Naquele momento, como num passe de mágica, um fio invisível nos uniu numa conversa animada e alegre. Acredito que o Montesclarense traz no DNA o perfume do Pequi, e desencadeia um clima que abre o coração e alma ao encontrar um dos nossos. Ele nos falou da fartura do Mercado Municipal e que trouxe tudo de bom que lá encontrou: Carne de Sol, Pequi (congelado), requeijão, queijo curado, andu, farinha do Morro Alto, beiju, cachaça, marmelada de São João do Paraíso, geléia de mocotó, maxixe etc...

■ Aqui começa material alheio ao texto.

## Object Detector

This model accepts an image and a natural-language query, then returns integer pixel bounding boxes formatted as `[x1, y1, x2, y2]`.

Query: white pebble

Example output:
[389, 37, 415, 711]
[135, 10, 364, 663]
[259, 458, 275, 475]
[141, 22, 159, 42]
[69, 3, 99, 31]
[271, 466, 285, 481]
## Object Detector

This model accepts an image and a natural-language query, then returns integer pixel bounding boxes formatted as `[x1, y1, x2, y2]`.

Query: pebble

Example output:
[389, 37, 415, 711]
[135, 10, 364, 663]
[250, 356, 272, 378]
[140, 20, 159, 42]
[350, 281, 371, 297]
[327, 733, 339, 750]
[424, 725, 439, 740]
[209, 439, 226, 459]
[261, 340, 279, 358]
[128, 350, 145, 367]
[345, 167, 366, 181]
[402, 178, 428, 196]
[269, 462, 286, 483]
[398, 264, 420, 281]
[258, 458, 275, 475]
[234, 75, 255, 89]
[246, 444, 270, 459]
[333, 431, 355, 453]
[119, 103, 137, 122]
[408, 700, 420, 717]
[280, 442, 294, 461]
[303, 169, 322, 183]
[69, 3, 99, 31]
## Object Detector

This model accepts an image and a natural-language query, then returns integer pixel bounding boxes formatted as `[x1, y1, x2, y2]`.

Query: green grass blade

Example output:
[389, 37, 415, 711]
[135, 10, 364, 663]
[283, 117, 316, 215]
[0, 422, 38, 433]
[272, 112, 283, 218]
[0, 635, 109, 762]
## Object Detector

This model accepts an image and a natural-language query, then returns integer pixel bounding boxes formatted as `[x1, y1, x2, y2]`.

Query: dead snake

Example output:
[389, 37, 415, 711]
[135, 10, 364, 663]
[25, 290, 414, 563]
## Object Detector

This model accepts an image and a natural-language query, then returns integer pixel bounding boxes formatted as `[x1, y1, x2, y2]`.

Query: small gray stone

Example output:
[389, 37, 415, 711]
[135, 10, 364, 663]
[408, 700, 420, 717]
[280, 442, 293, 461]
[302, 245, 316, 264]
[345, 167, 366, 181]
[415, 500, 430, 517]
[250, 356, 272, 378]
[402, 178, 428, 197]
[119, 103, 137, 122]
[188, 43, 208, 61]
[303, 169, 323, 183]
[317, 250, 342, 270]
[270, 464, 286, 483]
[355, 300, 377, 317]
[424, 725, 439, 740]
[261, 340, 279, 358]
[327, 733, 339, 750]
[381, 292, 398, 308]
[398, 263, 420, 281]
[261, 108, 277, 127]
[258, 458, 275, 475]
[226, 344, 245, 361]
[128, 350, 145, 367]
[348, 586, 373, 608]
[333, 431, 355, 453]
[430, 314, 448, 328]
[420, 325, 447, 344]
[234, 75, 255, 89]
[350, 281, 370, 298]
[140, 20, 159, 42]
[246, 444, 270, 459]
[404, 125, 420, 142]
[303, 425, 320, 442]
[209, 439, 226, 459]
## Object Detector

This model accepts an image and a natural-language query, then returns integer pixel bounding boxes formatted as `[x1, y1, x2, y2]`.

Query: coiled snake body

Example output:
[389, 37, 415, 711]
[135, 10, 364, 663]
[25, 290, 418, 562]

Cida Maia, excelente gourmet e também gourmand – cozinha divinamente – começou a trocar receitas com nosso taxista. A conversa cada vez mais animada, o trânsito cada vez mais parado e nós cada vez mais falantes, tirando da memória afetiva os cheiros, os sabores e as cores do sertão.
Naquele instante fechei os olhos e num mergulho transitei pelas ruas, algumas calçadas, outras poeirentas, fiz curvas que ficaram registradas no meu ser. Montes Claros de minha infância era uma cidade provinciana, uma cidade muito humana em que um parava o outro na rua e dizia: Passa mais tarde lá em casa para um café, se abraçava e se dava as mãos. A cidade cresceu, é um pólo irradiador do progresso, um grande centro universitário, mas acredito que a proximidade continua através das gerações, dos amigos dos amigos. Mantêm com orgulho sua cultura regional e cultiva a disponibilidade em tocar o outro.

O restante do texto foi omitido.